Thanks MichaelB for the education. One more question, what are the actual mechanics of devaluing the dollar ? Just lowering interest rates ?
That’s a very smart question, and equally difficult to answer. Because the US$ is the global reserve currency, it acts differently from other currencies.
To lower the value of the US$ with respect to our trading partners
and keep it there would probably take the concerted action of all the major central banks acting together,
or it would require the US Treasury and the US Fed to act together.
The Central Banks would need to agree on a value, then all sell dollars until the US$ reached that level. This is not a likely scenario, but it has happened in the past.

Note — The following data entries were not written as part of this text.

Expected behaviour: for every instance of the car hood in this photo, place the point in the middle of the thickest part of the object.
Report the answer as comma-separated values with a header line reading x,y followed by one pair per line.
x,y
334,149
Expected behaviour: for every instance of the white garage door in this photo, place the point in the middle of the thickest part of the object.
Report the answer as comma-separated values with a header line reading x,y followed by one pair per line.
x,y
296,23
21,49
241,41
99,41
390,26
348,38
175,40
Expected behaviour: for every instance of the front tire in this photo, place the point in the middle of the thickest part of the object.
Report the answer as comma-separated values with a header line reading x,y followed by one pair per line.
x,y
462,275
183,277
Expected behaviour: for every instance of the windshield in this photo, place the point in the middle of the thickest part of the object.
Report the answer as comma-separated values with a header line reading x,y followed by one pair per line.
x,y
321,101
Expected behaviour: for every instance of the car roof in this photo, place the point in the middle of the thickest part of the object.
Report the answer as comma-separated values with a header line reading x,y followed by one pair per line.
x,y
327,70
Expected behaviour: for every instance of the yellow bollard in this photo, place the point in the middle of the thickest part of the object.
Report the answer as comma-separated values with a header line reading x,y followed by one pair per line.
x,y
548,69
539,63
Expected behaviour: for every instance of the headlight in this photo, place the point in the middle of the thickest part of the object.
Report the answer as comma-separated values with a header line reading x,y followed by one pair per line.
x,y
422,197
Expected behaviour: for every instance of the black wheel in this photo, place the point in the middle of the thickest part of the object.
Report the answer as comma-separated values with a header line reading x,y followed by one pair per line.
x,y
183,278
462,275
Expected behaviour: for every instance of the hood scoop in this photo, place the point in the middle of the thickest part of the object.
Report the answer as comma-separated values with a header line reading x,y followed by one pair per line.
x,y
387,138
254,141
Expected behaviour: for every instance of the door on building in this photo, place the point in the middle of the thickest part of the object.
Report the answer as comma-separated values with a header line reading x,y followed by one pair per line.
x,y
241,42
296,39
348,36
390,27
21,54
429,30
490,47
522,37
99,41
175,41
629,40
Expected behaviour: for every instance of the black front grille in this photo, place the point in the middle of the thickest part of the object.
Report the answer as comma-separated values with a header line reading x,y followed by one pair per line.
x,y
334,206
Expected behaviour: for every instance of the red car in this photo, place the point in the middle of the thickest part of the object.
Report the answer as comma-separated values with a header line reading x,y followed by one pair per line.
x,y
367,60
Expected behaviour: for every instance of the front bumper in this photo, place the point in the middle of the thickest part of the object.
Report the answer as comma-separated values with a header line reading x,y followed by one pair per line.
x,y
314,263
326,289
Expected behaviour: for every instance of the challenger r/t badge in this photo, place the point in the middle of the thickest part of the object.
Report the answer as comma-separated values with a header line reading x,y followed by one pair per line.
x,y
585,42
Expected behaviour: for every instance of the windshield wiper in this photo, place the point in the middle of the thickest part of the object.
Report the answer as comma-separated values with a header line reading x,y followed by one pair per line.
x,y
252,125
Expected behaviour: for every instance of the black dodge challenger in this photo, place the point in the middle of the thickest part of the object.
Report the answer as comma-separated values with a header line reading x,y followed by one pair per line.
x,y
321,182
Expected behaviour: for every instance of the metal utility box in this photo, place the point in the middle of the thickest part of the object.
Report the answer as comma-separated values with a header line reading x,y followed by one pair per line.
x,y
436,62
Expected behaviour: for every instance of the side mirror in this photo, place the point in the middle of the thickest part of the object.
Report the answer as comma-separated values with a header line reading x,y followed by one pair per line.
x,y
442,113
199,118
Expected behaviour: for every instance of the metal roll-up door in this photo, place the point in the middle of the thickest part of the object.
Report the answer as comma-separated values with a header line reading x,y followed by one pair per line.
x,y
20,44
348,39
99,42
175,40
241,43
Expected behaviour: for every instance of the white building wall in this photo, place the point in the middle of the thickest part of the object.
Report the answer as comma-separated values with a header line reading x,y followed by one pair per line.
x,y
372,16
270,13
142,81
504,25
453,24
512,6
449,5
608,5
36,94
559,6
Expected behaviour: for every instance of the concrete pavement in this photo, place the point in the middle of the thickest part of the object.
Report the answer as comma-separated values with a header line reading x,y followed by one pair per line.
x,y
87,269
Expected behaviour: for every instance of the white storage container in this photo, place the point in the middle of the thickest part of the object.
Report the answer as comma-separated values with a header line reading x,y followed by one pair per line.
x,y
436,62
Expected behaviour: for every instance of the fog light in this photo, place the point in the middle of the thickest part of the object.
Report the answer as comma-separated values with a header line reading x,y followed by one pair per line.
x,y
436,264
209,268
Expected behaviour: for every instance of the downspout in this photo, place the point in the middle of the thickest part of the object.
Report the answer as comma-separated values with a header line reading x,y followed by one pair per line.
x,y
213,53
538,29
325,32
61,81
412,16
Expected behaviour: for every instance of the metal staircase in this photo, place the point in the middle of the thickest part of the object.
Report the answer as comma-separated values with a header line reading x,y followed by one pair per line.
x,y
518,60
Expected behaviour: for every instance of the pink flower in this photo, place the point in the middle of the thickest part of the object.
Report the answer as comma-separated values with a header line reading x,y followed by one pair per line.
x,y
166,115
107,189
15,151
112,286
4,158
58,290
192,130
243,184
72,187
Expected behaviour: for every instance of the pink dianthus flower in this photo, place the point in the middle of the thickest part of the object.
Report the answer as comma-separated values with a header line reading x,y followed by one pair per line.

The Treasure and the Fed, working together, have lots of options, but it’s very challenging without the Fed. Buying endless amounts of bonds to push down rates is one. Placing limits on capital movements is another. Restrictions on the use of dollars for non US transactions would certainly do it. Anything that restricts the free flow of US currency or liquidity would impact the value of the US$. The problem is, that is against the mandate of the Fed, and would have deleterious effect on the Fed’s ability to carry out its primary mandate, which is US monetary policy. It would certainly compromise the independence of the US Central Bank.
One tenet of economic theory is you cannot manage an exchange rate, have an independent monetary policy, and allow the free flow of capital. Any two of those conditions preclude the third. This is one of the reasons the US$ is the reserve currency - no other country is willing (or able) to do that.